父の死後
(普通の人になりたい。もう何にも怯えず、愛する人を守って一人の男として生きていきたい)
俺はささやかな事を願い、唇を震わせて涙を流す。
これから訪れるかもしれない幸せと平穏な生活は、父親の死の上に築かれたものだ。
最期に見た父親の顔、人間が地面に叩きつけられたあの音を忘れる事はできない。
「……助けてくれ。

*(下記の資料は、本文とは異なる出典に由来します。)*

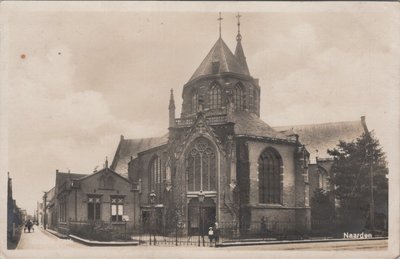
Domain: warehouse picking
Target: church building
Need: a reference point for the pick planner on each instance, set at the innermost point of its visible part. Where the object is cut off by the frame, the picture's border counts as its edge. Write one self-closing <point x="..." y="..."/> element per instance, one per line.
<point x="218" y="160"/>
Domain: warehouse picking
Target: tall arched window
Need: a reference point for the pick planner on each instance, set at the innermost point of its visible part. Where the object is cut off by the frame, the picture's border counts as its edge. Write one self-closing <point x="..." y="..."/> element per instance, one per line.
<point x="194" y="103"/>
<point x="250" y="98"/>
<point x="201" y="161"/>
<point x="270" y="176"/>
<point x="237" y="97"/>
<point x="156" y="176"/>
<point x="215" y="96"/>
<point x="323" y="179"/>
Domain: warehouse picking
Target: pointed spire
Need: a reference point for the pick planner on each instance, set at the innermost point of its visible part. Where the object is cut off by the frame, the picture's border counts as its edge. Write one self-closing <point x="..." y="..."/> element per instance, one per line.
<point x="171" y="109"/>
<point x="238" y="37"/>
<point x="239" y="53"/>
<point x="171" y="100"/>
<point x="220" y="19"/>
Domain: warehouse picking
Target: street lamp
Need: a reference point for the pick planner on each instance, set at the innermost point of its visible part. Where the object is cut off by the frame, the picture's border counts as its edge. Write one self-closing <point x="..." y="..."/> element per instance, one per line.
<point x="201" y="197"/>
<point x="152" y="202"/>
<point x="45" y="208"/>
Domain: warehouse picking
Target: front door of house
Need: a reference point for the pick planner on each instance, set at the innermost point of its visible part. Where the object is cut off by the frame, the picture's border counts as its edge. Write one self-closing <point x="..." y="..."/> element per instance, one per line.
<point x="201" y="216"/>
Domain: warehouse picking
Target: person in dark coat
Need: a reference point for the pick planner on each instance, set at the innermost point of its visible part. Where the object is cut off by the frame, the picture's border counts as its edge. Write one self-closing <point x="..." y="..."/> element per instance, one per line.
<point x="210" y="235"/>
<point x="216" y="233"/>
<point x="30" y="224"/>
<point x="263" y="227"/>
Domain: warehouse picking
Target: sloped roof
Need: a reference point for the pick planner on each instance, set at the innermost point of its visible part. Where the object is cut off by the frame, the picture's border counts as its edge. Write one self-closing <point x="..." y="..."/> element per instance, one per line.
<point x="62" y="177"/>
<point x="104" y="170"/>
<point x="250" y="124"/>
<point x="227" y="61"/>
<point x="128" y="148"/>
<point x="324" y="136"/>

……春佳……っ」
俺は小さな声で妹に助けを求め、身を縮めると両手で己を抱き締めて、誰にも知られず泣いた。
京都に着いたあと、宿泊していたホテルに戻り、泥のように眠った。
昼過ぎに起き、少しぐらいは京都らしいものをと思い、駅の近くにある和食料理店で湯葉料理を食べた。

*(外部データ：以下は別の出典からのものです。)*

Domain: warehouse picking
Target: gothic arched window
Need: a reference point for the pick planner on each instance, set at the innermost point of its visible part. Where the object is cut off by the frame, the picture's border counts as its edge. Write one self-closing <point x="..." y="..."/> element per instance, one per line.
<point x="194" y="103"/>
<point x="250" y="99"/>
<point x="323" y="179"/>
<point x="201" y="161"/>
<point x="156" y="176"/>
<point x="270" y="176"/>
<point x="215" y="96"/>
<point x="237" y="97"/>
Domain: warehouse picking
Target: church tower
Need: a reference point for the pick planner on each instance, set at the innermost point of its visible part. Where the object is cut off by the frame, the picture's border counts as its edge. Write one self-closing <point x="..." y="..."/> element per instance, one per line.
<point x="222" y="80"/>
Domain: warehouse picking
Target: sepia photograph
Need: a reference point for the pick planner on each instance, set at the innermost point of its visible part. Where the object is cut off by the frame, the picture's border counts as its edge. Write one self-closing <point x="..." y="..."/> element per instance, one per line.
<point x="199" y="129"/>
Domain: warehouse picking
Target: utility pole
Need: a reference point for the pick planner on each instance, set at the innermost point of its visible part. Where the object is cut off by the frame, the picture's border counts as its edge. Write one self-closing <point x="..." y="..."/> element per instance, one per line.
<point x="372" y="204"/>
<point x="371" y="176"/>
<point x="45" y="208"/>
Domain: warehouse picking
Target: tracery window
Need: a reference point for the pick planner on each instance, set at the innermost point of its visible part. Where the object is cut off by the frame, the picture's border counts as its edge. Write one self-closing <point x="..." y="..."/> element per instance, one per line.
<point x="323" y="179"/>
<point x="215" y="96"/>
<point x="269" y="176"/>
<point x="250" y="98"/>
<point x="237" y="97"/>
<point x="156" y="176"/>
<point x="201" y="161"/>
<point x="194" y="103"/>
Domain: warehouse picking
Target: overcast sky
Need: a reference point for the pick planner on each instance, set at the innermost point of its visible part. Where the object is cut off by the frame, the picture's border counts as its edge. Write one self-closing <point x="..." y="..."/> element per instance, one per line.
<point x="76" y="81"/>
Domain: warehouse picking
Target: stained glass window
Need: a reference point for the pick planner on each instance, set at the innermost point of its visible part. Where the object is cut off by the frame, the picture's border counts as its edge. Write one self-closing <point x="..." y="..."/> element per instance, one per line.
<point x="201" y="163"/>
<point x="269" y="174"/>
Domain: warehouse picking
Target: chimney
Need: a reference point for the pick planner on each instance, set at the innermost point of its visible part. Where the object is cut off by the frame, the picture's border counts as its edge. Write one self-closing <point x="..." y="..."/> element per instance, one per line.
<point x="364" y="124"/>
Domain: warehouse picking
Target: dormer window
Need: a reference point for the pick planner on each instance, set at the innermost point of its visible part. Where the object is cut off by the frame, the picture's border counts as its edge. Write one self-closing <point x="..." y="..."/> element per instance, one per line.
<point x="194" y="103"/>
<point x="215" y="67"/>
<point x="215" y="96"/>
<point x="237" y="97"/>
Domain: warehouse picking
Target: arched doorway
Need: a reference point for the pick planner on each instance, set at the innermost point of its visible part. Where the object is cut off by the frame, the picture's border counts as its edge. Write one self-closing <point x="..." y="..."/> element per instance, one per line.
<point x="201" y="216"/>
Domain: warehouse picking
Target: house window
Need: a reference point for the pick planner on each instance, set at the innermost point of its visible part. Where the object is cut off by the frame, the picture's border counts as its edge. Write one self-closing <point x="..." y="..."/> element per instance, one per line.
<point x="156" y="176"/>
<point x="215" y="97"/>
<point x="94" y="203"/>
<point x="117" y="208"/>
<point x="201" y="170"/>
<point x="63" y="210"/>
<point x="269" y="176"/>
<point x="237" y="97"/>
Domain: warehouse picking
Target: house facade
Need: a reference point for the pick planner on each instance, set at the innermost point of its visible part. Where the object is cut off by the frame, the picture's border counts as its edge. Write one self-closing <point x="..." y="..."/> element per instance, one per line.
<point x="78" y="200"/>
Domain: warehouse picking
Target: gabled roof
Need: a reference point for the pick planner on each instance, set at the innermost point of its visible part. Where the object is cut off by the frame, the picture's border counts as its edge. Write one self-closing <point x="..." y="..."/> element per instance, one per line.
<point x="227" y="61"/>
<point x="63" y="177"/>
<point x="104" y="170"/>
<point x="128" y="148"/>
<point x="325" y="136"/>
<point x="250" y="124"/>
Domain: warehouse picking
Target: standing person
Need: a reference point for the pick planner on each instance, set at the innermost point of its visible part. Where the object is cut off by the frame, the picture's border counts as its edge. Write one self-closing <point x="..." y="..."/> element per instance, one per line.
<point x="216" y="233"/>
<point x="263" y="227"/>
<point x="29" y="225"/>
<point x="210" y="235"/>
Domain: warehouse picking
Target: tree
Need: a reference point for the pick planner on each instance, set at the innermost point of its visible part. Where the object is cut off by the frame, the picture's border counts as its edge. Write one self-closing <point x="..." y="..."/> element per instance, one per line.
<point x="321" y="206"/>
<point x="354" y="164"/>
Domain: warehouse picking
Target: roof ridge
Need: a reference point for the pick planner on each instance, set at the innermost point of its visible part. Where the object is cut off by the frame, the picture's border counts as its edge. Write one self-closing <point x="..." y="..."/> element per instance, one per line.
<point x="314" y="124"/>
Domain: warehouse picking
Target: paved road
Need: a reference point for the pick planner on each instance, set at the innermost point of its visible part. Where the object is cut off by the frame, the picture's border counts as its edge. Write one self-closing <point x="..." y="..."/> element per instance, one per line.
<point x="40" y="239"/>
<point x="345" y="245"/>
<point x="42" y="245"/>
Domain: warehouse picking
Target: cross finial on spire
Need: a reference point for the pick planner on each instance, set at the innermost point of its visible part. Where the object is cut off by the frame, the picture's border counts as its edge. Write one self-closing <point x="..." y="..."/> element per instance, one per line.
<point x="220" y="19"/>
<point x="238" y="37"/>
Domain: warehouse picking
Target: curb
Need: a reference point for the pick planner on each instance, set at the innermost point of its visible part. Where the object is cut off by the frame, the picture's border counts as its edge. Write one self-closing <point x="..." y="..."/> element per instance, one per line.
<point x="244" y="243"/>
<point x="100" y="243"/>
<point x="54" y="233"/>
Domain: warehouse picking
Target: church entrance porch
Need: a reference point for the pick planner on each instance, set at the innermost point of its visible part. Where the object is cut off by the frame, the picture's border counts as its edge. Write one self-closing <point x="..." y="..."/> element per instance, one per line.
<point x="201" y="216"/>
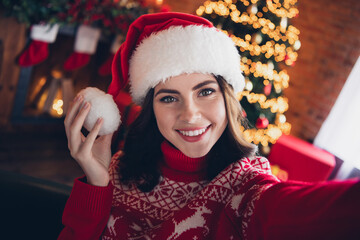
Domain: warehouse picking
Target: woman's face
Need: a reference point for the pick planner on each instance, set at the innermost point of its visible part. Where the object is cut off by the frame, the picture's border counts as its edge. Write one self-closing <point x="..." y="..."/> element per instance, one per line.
<point x="190" y="112"/>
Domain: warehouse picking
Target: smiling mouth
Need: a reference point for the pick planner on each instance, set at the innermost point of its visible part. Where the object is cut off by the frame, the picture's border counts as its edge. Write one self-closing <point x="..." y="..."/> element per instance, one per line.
<point x="193" y="133"/>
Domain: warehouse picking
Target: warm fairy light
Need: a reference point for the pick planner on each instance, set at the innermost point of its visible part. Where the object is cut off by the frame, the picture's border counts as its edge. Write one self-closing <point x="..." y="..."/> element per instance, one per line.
<point x="276" y="105"/>
<point x="270" y="48"/>
<point x="281" y="79"/>
<point x="57" y="106"/>
<point x="281" y="46"/>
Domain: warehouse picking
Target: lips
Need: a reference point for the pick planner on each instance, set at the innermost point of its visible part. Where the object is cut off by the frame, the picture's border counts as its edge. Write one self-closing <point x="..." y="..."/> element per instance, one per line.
<point x="193" y="135"/>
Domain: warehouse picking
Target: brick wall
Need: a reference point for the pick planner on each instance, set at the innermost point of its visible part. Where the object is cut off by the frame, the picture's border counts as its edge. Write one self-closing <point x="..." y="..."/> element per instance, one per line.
<point x="330" y="39"/>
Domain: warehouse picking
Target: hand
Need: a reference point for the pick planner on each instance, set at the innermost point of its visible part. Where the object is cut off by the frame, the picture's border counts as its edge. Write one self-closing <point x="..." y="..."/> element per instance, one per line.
<point x="91" y="153"/>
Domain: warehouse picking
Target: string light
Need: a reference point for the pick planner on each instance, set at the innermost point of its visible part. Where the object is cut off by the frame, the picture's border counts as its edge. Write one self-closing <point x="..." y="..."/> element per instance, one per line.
<point x="281" y="44"/>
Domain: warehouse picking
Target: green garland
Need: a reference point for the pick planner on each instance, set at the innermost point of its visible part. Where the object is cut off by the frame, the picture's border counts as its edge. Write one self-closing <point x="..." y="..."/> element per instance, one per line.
<point x="112" y="16"/>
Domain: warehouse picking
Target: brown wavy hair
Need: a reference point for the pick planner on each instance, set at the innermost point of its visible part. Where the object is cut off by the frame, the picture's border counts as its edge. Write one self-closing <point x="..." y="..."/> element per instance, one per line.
<point x="142" y="153"/>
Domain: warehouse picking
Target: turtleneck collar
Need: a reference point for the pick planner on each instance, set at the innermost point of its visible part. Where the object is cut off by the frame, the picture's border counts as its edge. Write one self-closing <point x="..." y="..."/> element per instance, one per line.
<point x="180" y="167"/>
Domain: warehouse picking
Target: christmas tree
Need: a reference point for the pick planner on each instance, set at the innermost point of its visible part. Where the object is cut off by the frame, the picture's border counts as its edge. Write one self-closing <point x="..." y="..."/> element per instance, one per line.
<point x="267" y="44"/>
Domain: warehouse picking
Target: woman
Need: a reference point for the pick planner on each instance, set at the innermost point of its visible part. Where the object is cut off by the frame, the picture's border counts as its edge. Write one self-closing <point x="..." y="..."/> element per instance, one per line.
<point x="186" y="172"/>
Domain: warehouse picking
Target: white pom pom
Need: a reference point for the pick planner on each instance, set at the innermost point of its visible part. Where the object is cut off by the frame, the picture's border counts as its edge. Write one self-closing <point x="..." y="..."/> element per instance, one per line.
<point x="102" y="105"/>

本当は食欲などなかったが、証拠となる写真は多いに越した事はない。
一泊し、チェックアウトする際には、女装セット一式を袋に入れ、メモを書いておいた。
【友人と仮装パーティーをするために使った物で、もう不要なので処分してもらえると助かります】
そう説明しておけば、女物の服やかつらがあっても怪しまれないだろう。
チェックアウト後、俺は春佳に土産を買い、新幹線に乗る。
東京駅に着いたのは昼過ぎで、案の定、新幹線に乗っている途中で春佳から連絡が入った。
【お父さんが死んじゃった】
メッセージを見ただけで胸の奥に重たい石を押し込まれた感覚に陥ったが、そのあとは冷静に対応し、警察の事情聴取に応じ、葬儀の手配をすると答えた。

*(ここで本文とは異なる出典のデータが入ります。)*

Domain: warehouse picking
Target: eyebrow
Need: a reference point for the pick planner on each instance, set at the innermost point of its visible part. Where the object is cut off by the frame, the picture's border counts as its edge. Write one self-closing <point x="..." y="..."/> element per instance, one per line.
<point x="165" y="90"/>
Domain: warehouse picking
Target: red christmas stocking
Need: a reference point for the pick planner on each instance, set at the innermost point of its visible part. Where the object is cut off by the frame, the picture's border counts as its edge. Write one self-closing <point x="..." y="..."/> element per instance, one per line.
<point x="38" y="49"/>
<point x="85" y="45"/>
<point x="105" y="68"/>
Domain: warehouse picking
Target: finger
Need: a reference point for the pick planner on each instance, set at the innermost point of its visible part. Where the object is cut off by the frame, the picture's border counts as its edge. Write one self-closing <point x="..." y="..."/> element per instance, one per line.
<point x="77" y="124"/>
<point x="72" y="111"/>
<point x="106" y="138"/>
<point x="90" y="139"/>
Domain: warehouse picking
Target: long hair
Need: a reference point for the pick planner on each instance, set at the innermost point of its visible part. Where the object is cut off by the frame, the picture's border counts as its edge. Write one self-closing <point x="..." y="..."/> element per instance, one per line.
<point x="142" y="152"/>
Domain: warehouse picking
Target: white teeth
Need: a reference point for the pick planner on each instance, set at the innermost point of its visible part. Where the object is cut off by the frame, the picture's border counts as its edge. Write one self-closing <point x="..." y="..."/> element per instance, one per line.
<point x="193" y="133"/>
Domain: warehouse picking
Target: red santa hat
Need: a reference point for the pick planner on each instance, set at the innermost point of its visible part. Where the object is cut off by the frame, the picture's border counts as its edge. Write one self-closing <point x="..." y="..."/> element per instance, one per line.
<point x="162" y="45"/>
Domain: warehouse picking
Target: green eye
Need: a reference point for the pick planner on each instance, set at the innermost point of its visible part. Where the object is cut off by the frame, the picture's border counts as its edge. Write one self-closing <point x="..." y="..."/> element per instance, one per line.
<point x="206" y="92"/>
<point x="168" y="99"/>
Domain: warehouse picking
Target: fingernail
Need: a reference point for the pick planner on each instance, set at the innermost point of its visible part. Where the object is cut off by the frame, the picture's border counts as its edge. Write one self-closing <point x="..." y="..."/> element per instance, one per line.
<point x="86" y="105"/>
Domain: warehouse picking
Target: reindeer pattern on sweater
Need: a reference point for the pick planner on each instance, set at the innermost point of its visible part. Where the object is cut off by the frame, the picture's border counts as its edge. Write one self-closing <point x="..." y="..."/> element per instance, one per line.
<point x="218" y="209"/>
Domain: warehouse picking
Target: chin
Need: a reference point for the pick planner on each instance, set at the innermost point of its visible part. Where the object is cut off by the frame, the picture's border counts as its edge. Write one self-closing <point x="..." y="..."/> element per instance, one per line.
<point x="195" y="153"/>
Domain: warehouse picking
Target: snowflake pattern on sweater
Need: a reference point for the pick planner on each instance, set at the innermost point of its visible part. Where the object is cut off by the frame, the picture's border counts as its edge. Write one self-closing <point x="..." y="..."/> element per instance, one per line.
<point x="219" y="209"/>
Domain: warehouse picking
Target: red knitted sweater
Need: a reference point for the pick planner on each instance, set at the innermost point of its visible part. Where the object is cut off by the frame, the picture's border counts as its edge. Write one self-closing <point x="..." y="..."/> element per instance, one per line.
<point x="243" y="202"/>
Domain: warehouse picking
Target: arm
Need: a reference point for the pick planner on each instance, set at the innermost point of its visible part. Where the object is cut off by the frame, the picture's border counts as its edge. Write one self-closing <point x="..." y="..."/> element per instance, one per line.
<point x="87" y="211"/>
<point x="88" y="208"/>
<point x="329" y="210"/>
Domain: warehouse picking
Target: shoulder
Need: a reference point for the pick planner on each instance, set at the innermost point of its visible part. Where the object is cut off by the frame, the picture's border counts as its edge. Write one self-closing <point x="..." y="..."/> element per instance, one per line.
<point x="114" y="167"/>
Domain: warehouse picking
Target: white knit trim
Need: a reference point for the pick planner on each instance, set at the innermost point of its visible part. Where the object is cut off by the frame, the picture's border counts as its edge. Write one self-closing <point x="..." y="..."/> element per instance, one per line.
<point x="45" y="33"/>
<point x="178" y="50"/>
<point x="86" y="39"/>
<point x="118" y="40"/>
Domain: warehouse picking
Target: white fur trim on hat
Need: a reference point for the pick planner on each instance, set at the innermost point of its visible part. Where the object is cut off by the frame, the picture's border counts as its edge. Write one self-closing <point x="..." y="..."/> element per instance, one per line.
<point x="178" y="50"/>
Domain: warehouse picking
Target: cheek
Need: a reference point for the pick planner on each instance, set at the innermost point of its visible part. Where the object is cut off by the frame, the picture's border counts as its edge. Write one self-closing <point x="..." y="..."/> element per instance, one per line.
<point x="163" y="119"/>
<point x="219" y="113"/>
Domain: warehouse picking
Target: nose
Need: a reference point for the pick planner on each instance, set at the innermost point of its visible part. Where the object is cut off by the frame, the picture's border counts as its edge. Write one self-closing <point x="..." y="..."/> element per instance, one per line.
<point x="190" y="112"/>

東京に戻ったあと、荷物をマンションに置いてすぐ実家に向かい、動揺した春佳を慰め、呆然としている母親にも声を掛けた。
一見自殺に見えるとしても、事件性がないか検視するらしく、警察は俺たち家族に話を聞いたあと、数日父の遺体を預かるそうだ。
警察から連絡があるまで、俺は祖父母の協力を得て葬儀会社に連絡し、訃報を出す準備や死亡届や火葬許可申請の用意を進めた。
祖母は泣き崩れ、祖父は悲しみをグッと堪えつつも少しだけ涙を零した。
だがそのあとにこうも言っていた。
『あいつはまともに育たなかったから、死ぬ時も普通には死なない気がしていた』
祖父は父親が俺にした事を知ってから、息子にとても冷たく当たっていた。
怒ったような顔で言ったものの、祖父の表情の奥にはやりきれなさと大きな悲しみが宿っている。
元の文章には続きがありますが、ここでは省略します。